The aim of the review was to synthesize results from studies integrating information from all three domains (medical technical information, general health status, and the patients’ preferences and goals). Our main goal was to identify how information from the three domains was integrated and used for personalized treatment decision-making. We reviewed both the content and practical details of tools for the collection of the information, and the strategies for the subsequent integration of the information into the decision-making process in oncological care pathways.

Objectives

  1. To synthesize information on the content and practical details (“what”, “by whom”, “when”, “how”) of tools that aim to retrieve information regarding the three domains of the IODM.
  2. To synthesize information on the strategies to integrate the information of the three domains.
  3. To provide an overview of the (perceived or objective) effectiveness of the tools and strategies on relevant decision, patient outcomes and process evaluation.

Materials and Methods

We chose a scoping review approach as this has been shown to be optimal for researching areas that are in an early phase of development and to map the existing literature.39 We followed the Preferred Reporting Items for Systematic reviews and Meta-Analyses extension for Scoping Reviews (PRISMA-ScR) and the Joanna Briggs Institute’s (JBI) framework for scoping reviews.40

Eligibility Criteria

We placed no restrictions on the study design or publication year or status. We limited studies to those in the English or Dutch language and those available electronically. Studies were selected when describing tools for retrieving and integrating information for all three domains: (1) medical technical information, (2) general health status, and (3) patients’ preferences and goals. The studies had to involve empirical research in an oncological care pathway in a hospital. We excluded studies that were not yet fully embedded in clinical practice, where, for example, study personnel were primarily responsible for implementation.

Information Sources

The search was conducted in October 2023. We searched the electronic databases PUBMED, Embase and Web of Science without limitations of years and checked the references of final included studies (snowballing).

Search

An experienced librarian helped the study team designing the Search strategy. Although we tried to design a sensitive search strategy, we also had to keep the data selection manageable and therefore made the search also as specific as possible. The search strategy was set up in PUBMED and then translated to EMBASE and Web of Science (see Supplementary Material File S2). Terms were created using Medical Subject Headings (MeSH), incorporating text word synonyms and including specific terms without a MeSH key search terms included: Oncology, MDT, Patient preferences and goals, SDM, General Health Status and Guidelines/Treatment options.

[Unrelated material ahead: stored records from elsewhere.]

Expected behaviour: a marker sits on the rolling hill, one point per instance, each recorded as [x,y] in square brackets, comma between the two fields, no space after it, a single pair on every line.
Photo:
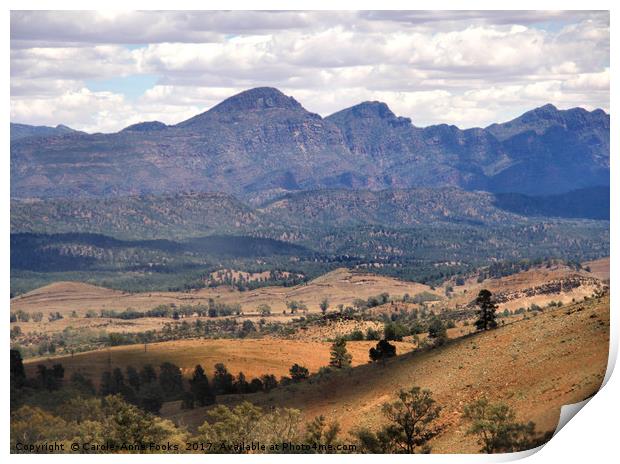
[535,365]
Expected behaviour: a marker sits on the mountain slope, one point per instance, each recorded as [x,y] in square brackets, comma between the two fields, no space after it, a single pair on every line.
[20,131]
[261,144]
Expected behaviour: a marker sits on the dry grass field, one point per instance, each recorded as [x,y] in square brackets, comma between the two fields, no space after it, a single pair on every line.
[253,357]
[535,365]
[340,287]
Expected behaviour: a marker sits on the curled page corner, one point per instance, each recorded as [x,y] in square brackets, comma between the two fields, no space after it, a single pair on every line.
[567,412]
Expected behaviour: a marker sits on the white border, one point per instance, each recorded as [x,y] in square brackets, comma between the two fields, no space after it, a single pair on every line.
[591,436]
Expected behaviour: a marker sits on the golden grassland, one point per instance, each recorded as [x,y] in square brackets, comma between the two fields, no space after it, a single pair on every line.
[339,287]
[535,365]
[253,357]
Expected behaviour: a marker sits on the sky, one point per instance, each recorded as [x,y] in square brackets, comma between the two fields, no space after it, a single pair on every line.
[100,71]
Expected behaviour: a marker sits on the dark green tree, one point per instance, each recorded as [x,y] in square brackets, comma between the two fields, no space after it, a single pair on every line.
[151,397]
[171,380]
[486,313]
[223,381]
[437,331]
[133,378]
[298,373]
[497,430]
[18,374]
[269,382]
[324,305]
[339,356]
[199,386]
[147,374]
[241,383]
[382,351]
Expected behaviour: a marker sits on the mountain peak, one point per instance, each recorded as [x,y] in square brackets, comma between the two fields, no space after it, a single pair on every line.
[147,126]
[371,110]
[259,98]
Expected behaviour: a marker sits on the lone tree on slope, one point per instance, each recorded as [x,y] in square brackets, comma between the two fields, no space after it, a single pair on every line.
[340,357]
[486,313]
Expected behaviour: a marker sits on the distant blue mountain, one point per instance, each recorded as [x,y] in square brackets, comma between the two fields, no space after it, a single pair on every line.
[20,131]
[261,144]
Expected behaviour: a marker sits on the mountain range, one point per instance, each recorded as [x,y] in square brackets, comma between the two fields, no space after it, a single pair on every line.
[260,145]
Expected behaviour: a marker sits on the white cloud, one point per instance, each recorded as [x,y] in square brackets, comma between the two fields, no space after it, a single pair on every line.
[467,68]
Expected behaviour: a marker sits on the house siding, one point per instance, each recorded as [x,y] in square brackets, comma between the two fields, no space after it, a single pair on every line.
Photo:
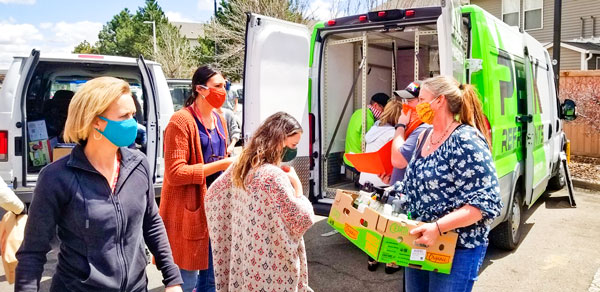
[569,59]
[492,6]
[592,62]
[572,10]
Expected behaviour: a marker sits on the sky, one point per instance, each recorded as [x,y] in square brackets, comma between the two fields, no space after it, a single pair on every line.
[57,26]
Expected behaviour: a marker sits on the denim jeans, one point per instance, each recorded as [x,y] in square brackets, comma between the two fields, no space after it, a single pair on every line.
[199,281]
[463,275]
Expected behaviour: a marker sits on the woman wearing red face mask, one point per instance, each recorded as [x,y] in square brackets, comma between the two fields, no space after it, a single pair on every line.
[195,148]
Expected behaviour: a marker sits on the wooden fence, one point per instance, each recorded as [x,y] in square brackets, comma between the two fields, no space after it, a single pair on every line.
[584,88]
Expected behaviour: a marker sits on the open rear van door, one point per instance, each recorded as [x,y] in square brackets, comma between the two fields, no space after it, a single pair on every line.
[27,69]
[276,79]
[452,41]
[152,129]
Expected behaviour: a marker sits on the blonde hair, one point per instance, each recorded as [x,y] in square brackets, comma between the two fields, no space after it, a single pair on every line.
[92,99]
[391,113]
[462,101]
[265,146]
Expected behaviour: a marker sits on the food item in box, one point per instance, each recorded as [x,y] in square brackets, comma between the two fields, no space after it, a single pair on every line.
[358,226]
[39,152]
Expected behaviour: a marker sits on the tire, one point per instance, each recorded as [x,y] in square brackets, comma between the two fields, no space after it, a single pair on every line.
[559,180]
[507,235]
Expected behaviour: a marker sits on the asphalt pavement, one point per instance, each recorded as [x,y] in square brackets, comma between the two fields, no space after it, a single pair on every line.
[560,251]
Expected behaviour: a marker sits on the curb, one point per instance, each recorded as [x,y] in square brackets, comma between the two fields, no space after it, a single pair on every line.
[584,184]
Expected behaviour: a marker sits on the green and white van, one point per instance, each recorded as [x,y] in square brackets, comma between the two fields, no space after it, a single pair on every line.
[351,58]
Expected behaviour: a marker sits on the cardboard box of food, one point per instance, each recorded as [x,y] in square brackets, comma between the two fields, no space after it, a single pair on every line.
[389,240]
[358,227]
[398,246]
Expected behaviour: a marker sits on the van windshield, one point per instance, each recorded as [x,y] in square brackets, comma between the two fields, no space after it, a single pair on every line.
[49,93]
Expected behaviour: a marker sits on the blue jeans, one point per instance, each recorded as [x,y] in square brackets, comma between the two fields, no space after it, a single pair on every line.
[463,275]
[199,281]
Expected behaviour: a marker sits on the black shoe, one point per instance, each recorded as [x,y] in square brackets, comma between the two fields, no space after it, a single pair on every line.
[391,268]
[373,265]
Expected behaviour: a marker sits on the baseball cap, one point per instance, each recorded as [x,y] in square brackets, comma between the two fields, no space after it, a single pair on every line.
[411,91]
[380,98]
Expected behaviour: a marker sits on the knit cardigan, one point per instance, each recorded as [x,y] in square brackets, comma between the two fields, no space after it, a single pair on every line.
[184,186]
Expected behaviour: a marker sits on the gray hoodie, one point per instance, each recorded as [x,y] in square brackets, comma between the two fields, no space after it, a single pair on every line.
[101,235]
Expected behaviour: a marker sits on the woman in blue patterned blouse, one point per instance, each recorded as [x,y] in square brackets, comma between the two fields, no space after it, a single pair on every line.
[451,182]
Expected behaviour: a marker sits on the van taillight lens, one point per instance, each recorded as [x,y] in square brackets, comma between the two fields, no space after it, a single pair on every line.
[3,145]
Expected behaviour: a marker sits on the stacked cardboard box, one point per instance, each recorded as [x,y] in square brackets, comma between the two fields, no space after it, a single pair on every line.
[388,239]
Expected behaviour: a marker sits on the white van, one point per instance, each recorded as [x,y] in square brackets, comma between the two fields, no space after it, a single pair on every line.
[349,59]
[33,107]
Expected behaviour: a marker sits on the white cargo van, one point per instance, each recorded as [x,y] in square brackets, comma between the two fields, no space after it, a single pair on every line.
[349,59]
[34,101]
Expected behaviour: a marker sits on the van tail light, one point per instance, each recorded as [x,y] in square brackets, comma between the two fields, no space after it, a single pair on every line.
[3,146]
[311,140]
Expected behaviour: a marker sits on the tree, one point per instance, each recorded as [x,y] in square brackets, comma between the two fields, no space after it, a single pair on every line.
[228,30]
[85,48]
[174,52]
[126,34]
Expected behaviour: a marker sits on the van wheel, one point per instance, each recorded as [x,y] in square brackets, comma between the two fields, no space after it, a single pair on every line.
[507,235]
[559,180]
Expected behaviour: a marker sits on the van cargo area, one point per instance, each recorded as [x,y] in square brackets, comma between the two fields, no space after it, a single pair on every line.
[394,58]
[49,93]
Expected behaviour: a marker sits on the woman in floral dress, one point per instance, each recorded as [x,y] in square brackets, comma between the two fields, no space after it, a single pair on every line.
[257,214]
[451,182]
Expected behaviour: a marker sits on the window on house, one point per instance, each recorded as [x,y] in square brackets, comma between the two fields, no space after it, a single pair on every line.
[533,14]
[510,11]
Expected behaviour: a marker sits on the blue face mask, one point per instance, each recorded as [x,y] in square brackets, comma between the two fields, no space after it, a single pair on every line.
[120,133]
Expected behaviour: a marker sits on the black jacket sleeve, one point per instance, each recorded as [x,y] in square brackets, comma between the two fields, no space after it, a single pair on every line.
[156,239]
[40,229]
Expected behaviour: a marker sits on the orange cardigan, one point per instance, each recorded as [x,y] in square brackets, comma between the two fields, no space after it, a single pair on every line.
[184,186]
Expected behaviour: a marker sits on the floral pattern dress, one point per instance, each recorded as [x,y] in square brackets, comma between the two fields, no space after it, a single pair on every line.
[460,172]
[256,234]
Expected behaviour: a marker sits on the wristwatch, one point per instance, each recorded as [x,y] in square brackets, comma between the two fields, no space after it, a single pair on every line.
[399,125]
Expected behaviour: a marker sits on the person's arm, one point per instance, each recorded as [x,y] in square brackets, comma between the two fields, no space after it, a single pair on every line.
[480,193]
[156,239]
[176,159]
[39,230]
[295,210]
[398,160]
[8,200]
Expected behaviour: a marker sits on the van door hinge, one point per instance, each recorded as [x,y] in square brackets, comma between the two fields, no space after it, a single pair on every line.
[524,119]
[474,65]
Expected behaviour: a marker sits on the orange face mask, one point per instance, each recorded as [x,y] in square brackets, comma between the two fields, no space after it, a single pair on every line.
[406,108]
[216,96]
[425,112]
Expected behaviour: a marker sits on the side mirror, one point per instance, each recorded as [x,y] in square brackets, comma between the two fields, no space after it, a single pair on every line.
[568,110]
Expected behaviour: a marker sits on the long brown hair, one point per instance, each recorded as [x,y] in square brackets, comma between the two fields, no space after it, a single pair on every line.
[462,101]
[265,146]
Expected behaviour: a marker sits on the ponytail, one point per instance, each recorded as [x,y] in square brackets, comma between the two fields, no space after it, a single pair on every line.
[462,102]
[471,112]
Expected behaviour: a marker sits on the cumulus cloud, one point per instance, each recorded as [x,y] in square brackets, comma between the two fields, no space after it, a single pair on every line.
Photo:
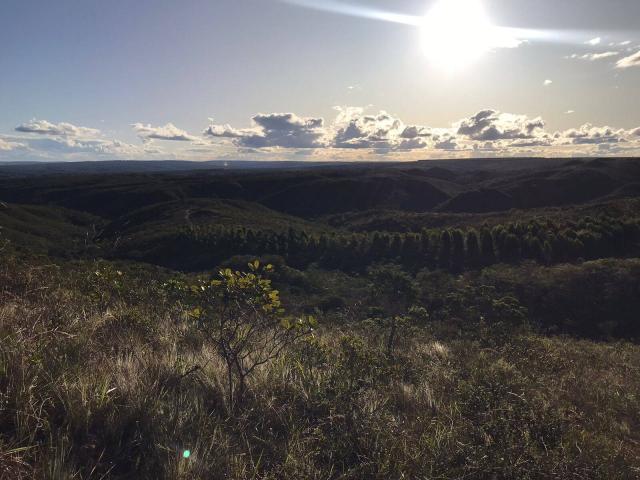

Selection of Sources of Evidence

Following the search, all studies were entered into EndNote and duplicates removed. First, two of the reviewers (T.U, S.Z) independently applied the inclusion criteria to all the citations using title and abstract. If a study’s relevance was unclear, the reviewers assessed the full article. Any disagreements that arose between the reviewers at each stage of the selection process were resolved through discussion, and if needed, with an additional reviewer (T.W, J.J). When studies were excluded at the full text screening, the reason for exclusion was reported. Figure 2 summarises the study selection process.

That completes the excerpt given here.